Speaker Craig Wilson, who was partly responsible for developing the “use category system” for treated wood — the basis of the CSA requirements today — said specifying treated wood for non-residential applications falls under three main categories: wood species and size; type of preservative used; and the wood’s specific use.
Wilson is vice-president of technical services at Timber Specialties Ltd., which provides preservatives and technical assistance to the Canadian wood preservation industry. He told the webinar audience that treatment specifications should be identified either through documentation or a stamp on the lumber provided by the plant to indicate that the treatment has met penetration and retention testing specs and the product’s specific use.
He advised the audience to use only treated wood materials from certified plants.
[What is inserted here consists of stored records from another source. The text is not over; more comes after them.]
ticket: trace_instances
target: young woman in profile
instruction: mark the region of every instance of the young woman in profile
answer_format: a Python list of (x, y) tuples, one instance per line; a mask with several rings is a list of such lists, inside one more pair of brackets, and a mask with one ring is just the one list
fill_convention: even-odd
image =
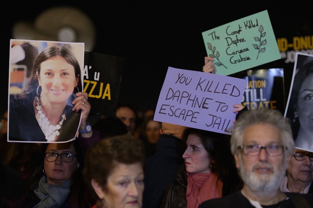
[(161, 207), (198, 207), (203, 201), (240, 190), (227, 135), (188, 128), (182, 139), (185, 164), (166, 189)]

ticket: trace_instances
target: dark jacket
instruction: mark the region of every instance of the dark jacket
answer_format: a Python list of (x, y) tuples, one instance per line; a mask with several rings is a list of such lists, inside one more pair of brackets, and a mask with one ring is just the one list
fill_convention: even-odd
[[(164, 191), (161, 208), (171, 207), (183, 208), (187, 206), (186, 192), (188, 180), (186, 169), (181, 167), (179, 173), (176, 177), (175, 183), (168, 186)], [(238, 184), (238, 188), (240, 188)], [(223, 185), (222, 195), (226, 196), (233, 192), (239, 190), (233, 190), (225, 185)]]
[(160, 136), (156, 153), (147, 160), (143, 208), (159, 208), (164, 189), (174, 181), (177, 170), (184, 164), (185, 149), (182, 141), (176, 136), (166, 134)]
[[(313, 207), (313, 195), (301, 194), (296, 193), (285, 193), (289, 198), (280, 202), (277, 206), (280, 208), (308, 208)], [(255, 207), (248, 199), (238, 191), (230, 195), (208, 200), (203, 203), (199, 208), (232, 208), (239, 205), (240, 208), (253, 208)]]
[[(64, 121), (57, 141), (65, 141), (74, 138), (77, 132), (80, 113), (72, 110), (72, 102), (76, 96), (69, 97), (64, 110)], [(33, 98), (13, 99), (10, 100), (9, 113), (9, 139), (14, 141), (47, 141), (44, 134), (35, 116)]]

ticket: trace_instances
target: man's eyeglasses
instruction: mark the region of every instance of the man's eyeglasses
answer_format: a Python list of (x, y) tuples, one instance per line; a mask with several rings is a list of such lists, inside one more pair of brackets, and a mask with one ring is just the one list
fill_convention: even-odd
[(61, 159), (63, 162), (70, 162), (73, 161), (74, 157), (76, 157), (75, 154), (70, 152), (61, 153), (59, 154), (55, 152), (46, 152), (44, 153), (44, 157), (46, 160), (48, 162), (55, 161), (59, 156), (61, 157)]
[(313, 161), (313, 153), (307, 154), (305, 152), (295, 152), (294, 153), (294, 157), (297, 160), (304, 160), (307, 156), (309, 156), (310, 160)]
[(285, 149), (284, 146), (280, 145), (269, 145), (262, 146), (259, 145), (241, 145), (237, 147), (245, 155), (258, 155), (262, 149), (265, 150), (265, 151), (269, 156), (275, 156), (280, 155), (284, 152)]

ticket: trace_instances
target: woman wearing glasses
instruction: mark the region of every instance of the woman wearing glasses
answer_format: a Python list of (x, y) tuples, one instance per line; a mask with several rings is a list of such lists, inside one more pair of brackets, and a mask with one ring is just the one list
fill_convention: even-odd
[(280, 185), (285, 192), (313, 193), (313, 153), (296, 149)]
[(26, 194), (4, 200), (5, 204), (10, 207), (90, 207), (95, 201), (84, 182), (83, 155), (77, 141), (41, 144), (38, 167), (26, 181)]

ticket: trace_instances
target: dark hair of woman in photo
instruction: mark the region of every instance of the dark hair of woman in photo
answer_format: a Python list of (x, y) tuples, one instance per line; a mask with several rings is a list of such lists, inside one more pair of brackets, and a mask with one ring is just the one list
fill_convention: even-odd
[(203, 201), (240, 190), (242, 183), (228, 135), (187, 128), (182, 140), (185, 164), (166, 189), (161, 207), (198, 207)]

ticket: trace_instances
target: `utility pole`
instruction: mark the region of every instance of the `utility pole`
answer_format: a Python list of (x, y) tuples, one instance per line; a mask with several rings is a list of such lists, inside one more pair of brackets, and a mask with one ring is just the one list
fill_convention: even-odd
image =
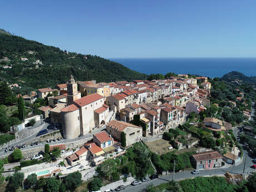
[(244, 169), (245, 169), (246, 157), (247, 157), (247, 156), (245, 156), (245, 160), (244, 160), (244, 170), (243, 171), (243, 176), (244, 176)]
[(174, 164), (173, 164), (173, 181), (174, 181), (174, 173), (175, 173), (175, 163), (176, 161), (174, 161)]

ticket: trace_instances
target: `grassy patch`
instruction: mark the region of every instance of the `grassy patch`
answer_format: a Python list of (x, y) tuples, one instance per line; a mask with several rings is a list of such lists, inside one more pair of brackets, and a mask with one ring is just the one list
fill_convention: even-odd
[(21, 161), (21, 168), (27, 166), (29, 165), (33, 165), (35, 164), (39, 164), (43, 163), (42, 160), (38, 160), (37, 159), (32, 159), (27, 161)]
[(157, 141), (147, 142), (145, 144), (150, 149), (150, 151), (159, 155), (163, 155), (168, 152), (171, 151), (173, 150), (169, 149), (171, 146), (170, 141), (164, 139), (160, 139)]

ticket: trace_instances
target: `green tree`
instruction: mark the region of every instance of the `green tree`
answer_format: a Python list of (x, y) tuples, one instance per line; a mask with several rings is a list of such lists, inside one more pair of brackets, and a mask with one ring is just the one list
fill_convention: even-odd
[(94, 178), (88, 184), (88, 188), (91, 191), (99, 190), (102, 186), (102, 181), (98, 178)]
[(45, 152), (47, 154), (50, 152), (50, 145), (48, 144), (45, 145)]
[(65, 192), (66, 191), (66, 185), (64, 183), (62, 183), (60, 186), (60, 192)]
[(50, 162), (51, 161), (51, 156), (49, 154), (45, 153), (43, 154), (43, 159), (46, 162)]
[(4, 178), (2, 175), (4, 168), (3, 167), (3, 165), (4, 164), (4, 160), (0, 159), (0, 183), (2, 183), (2, 181), (3, 180)]
[(124, 131), (121, 132), (121, 145), (123, 147), (126, 147), (126, 136), (125, 136), (125, 134)]
[(82, 184), (82, 175), (78, 171), (70, 173), (66, 177), (65, 183), (67, 188), (72, 190)]
[(58, 95), (58, 91), (57, 90), (54, 90), (52, 91), (52, 94), (55, 97), (57, 96)]
[(46, 184), (43, 187), (44, 192), (59, 192), (61, 181), (55, 178), (46, 179)]
[(18, 117), (21, 121), (24, 121), (25, 118), (25, 104), (22, 97), (18, 98)]
[(11, 178), (8, 184), (8, 188), (11, 190), (15, 190), (22, 186), (24, 179), (24, 173), (16, 173)]
[(0, 105), (0, 132), (7, 132), (10, 129), (9, 121), (3, 105)]
[(52, 159), (55, 160), (57, 158), (61, 156), (61, 152), (59, 147), (54, 147), (51, 151), (52, 154)]
[(195, 111), (192, 111), (190, 112), (190, 114), (189, 114), (189, 117), (191, 119), (195, 118), (197, 114)]
[(24, 185), (26, 189), (33, 188), (37, 182), (37, 176), (35, 173), (28, 175), (25, 180)]
[(19, 161), (23, 158), (22, 152), (19, 149), (15, 149), (12, 154), (12, 159), (15, 161)]
[(9, 102), (7, 99), (12, 96), (12, 91), (7, 83), (3, 81), (0, 82), (0, 105), (7, 105)]
[(109, 179), (112, 173), (116, 171), (116, 162), (113, 159), (109, 159), (99, 165), (96, 170), (101, 178)]
[(29, 122), (30, 126), (34, 126), (34, 125), (36, 124), (36, 120), (35, 119), (33, 119), (29, 121)]

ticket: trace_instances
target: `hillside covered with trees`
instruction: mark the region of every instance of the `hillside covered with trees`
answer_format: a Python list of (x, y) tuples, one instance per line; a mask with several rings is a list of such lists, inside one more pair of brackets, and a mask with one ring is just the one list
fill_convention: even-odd
[(65, 83), (71, 73), (77, 81), (111, 82), (147, 78), (146, 74), (97, 56), (63, 51), (2, 29), (0, 71), (0, 81), (18, 83), (28, 90)]

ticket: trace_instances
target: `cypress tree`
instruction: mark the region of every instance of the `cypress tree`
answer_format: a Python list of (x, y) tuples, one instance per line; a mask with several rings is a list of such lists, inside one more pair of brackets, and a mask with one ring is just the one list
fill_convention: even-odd
[(25, 118), (25, 104), (22, 97), (18, 98), (18, 117), (21, 121), (24, 121)]
[(126, 147), (126, 137), (124, 131), (121, 132), (121, 145), (123, 147)]

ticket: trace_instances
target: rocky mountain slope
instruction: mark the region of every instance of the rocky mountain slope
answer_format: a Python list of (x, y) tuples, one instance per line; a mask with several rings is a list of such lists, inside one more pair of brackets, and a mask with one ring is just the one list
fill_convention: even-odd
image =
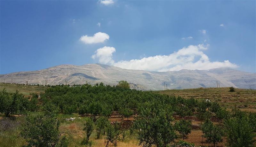
[(183, 69), (178, 71), (148, 72), (122, 69), (99, 64), (81, 66), (61, 65), (45, 69), (0, 75), (1, 82), (29, 84), (70, 85), (94, 84), (103, 82), (116, 85), (124, 80), (131, 82), (132, 88), (140, 90), (159, 90), (165, 88), (184, 89), (216, 87), (216, 81), (220, 87), (233, 86), (256, 89), (256, 73), (228, 68), (208, 71)]

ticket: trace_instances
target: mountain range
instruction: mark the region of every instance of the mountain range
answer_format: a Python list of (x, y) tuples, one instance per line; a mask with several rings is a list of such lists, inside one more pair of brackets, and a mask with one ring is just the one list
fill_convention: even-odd
[(121, 80), (131, 83), (132, 88), (153, 90), (199, 87), (231, 87), (256, 89), (256, 73), (229, 68), (207, 71), (182, 69), (177, 71), (149, 72), (126, 69), (100, 64), (82, 66), (64, 65), (46, 69), (0, 75), (1, 82), (47, 84), (116, 85)]

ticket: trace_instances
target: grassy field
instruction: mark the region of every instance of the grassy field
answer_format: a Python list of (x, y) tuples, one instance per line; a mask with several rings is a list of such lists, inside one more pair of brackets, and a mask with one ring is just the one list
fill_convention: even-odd
[[(4, 88), (7, 91), (12, 92), (15, 92), (17, 89), (26, 95), (29, 95), (29, 93), (33, 92), (44, 92), (47, 88), (44, 87), (0, 83), (0, 90)], [(180, 96), (185, 98), (193, 97), (199, 100), (208, 99), (211, 101), (218, 102), (222, 106), (228, 109), (236, 107), (243, 111), (256, 112), (256, 90), (235, 89), (235, 92), (230, 92), (228, 88), (201, 88), (170, 90), (156, 91), (156, 92)], [(7, 127), (6, 130), (2, 130), (0, 128), (0, 144), (1, 144), (0, 146), (21, 146), (21, 144), (25, 143), (24, 139), (19, 135), (19, 125), (24, 121), (24, 115), (15, 116), (16, 118), (13, 120), (13, 123), (10, 123), (12, 124), (11, 127)], [(78, 118), (79, 117), (81, 117), (80, 119)], [(75, 117), (76, 119), (73, 121), (66, 120), (66, 118), (70, 117)], [(67, 136), (70, 143), (69, 146), (83, 146), (81, 145), (81, 143), (85, 134), (83, 129), (84, 123), (88, 118), (81, 117), (77, 114), (74, 113), (71, 115), (60, 114), (59, 115), (58, 118), (61, 122), (60, 131)], [(0, 114), (0, 124), (3, 123), (3, 122), (1, 122), (1, 121), (6, 119), (3, 114)], [(129, 119), (131, 120), (134, 119), (133, 118)], [(120, 118), (110, 118), (109, 120), (111, 122), (122, 121)], [(200, 126), (201, 123), (192, 120), (192, 125), (194, 126)], [(203, 138), (202, 140), (202, 135), (201, 130), (195, 129), (191, 131), (191, 133), (188, 135), (188, 138), (185, 139), (185, 141), (194, 143), (197, 146), (212, 146), (212, 144), (205, 142), (205, 138)], [(90, 138), (90, 139), (93, 141), (93, 146), (106, 146), (104, 135), (101, 135), (99, 139), (97, 139), (96, 137), (96, 132), (94, 130)], [(225, 140), (224, 138), (224, 141), (218, 144), (218, 146), (225, 146)], [(138, 141), (135, 139), (134, 136), (128, 135), (124, 141), (118, 141), (117, 145), (121, 147), (135, 147), (138, 146)], [(113, 145), (111, 144), (109, 146), (113, 146)]]
[(256, 90), (235, 89), (233, 92), (229, 88), (199, 88), (181, 90), (168, 90), (157, 92), (169, 95), (180, 96), (185, 98), (193, 97), (199, 99), (208, 99), (218, 102), (228, 109), (236, 107), (241, 110), (256, 112)]
[(5, 89), (7, 92), (15, 92), (17, 90), (25, 96), (28, 96), (31, 93), (40, 93), (40, 92), (44, 92), (44, 90), (47, 88), (44, 86), (0, 83), (0, 90), (2, 90), (4, 88)]

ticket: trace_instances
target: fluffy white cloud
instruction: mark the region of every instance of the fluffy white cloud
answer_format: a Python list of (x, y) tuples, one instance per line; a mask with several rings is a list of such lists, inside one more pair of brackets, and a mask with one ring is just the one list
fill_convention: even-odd
[(113, 4), (114, 3), (114, 1), (113, 0), (101, 0), (100, 3), (105, 5), (107, 5)]
[(95, 33), (93, 36), (83, 36), (80, 40), (85, 44), (92, 44), (103, 43), (109, 39), (108, 35), (105, 33), (99, 32)]
[[(178, 71), (182, 69), (206, 70), (220, 67), (237, 67), (236, 65), (228, 60), (222, 62), (211, 62), (208, 56), (203, 51), (207, 50), (209, 46), (208, 44), (190, 45), (168, 55), (156, 55), (117, 62), (112, 59), (112, 53), (116, 51), (115, 49), (104, 47), (103, 48), (105, 49), (104, 50), (102, 48), (98, 49), (92, 58), (98, 58), (100, 63), (123, 68), (149, 71)], [(103, 50), (104, 52), (101, 50)]]
[(200, 30), (199, 31), (200, 31), (200, 32), (204, 34), (206, 34), (206, 30)]
[(97, 50), (95, 54), (92, 56), (92, 58), (93, 59), (99, 59), (99, 62), (100, 63), (112, 65), (114, 61), (112, 59), (112, 54), (115, 51), (115, 48), (105, 46)]
[(192, 36), (189, 36), (188, 37), (187, 37), (181, 38), (181, 39), (183, 39), (183, 40), (185, 40), (186, 39), (193, 39), (193, 37), (192, 37)]

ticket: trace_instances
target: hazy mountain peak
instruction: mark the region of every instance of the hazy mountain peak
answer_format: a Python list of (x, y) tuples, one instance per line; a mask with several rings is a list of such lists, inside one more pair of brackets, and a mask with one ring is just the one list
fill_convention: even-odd
[(18, 72), (0, 75), (0, 81), (5, 82), (56, 85), (91, 84), (103, 82), (116, 85), (124, 80), (131, 87), (141, 90), (163, 90), (199, 87), (216, 87), (216, 81), (221, 87), (233, 86), (256, 89), (256, 74), (227, 68), (208, 70), (182, 69), (172, 72), (149, 72), (121, 68), (100, 63), (81, 66), (62, 65), (42, 70)]

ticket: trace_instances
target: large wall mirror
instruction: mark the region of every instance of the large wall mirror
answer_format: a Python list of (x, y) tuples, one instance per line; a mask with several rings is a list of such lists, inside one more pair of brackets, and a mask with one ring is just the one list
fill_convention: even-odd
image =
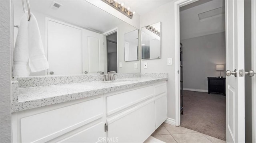
[(141, 28), (141, 59), (161, 58), (161, 23)]
[(139, 60), (139, 30), (124, 34), (124, 59), (125, 61)]
[[(24, 14), (22, 2), (12, 2), (14, 24), (18, 25)], [(136, 27), (85, 0), (30, 2), (49, 64), (48, 70), (31, 73), (30, 76), (106, 73), (112, 71), (118, 73), (140, 72), (140, 61), (126, 62), (124, 54), (126, 41), (139, 40), (138, 35), (126, 36), (136, 30), (138, 32)], [(18, 31), (14, 27), (14, 43)], [(138, 59), (134, 47), (129, 51), (130, 61)], [(136, 63), (137, 69), (134, 68)]]

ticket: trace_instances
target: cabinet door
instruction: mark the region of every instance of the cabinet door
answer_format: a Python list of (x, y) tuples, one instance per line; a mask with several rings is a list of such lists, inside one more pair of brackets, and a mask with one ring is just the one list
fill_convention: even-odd
[(159, 96), (156, 100), (156, 129), (167, 118), (167, 104), (166, 94)]
[(151, 100), (143, 104), (108, 120), (109, 142), (142, 143), (153, 133), (154, 101)]

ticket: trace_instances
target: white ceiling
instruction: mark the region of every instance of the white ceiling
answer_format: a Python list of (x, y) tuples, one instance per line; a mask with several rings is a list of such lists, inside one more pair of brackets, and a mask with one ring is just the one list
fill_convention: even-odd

At consumer building centres almost every piece of wood has an end tag identifying the use and preservative applied, but it only meets the CSA-use category if it is indicated on the label, he pointed out, adding wood for non-residential applications is not typically stocked at retail lumber centres.
Among the considerations for specifying treated wood in non-residential applications is its grade, its moisture content and the species type, the latter being the top selection priority, he said.
Canadian wood species are generally “refractory” (difficult to treat) primarily because they often have a shallow sapwood band and a nearly impermeable heartwood.
“If you are looking at maximum durability, look for the most treatable species (typically red pine in Eastern Canada).”
He added true Fir wood (not Douglas fir) is next on the most treatable list followed by hemlock. Spruce should be avoided when maximum treatment is required and Douglas fir is difficult to treat with waterborne preservatives.
The only way of meeting wood treatment for structural or ground contact applications is through mechanical incising, a process of pressing sharp teeth into all sides of the wood to ensure full penetration.
“If it is not incised it does not meet the building code…the CSA standard.”
Ideally, any machining (cutting or drilling, for example) should be done prior to wood treatment but when that is not possible, Wilson said it is important to apply two coats of copper naphthenate to field cuts and bore holes.
While glulam has specific treatment requirements covered under the CSA for the product during and after assembly, there are no CSA specs for cross-laminated timber or other engineered wood products, he said.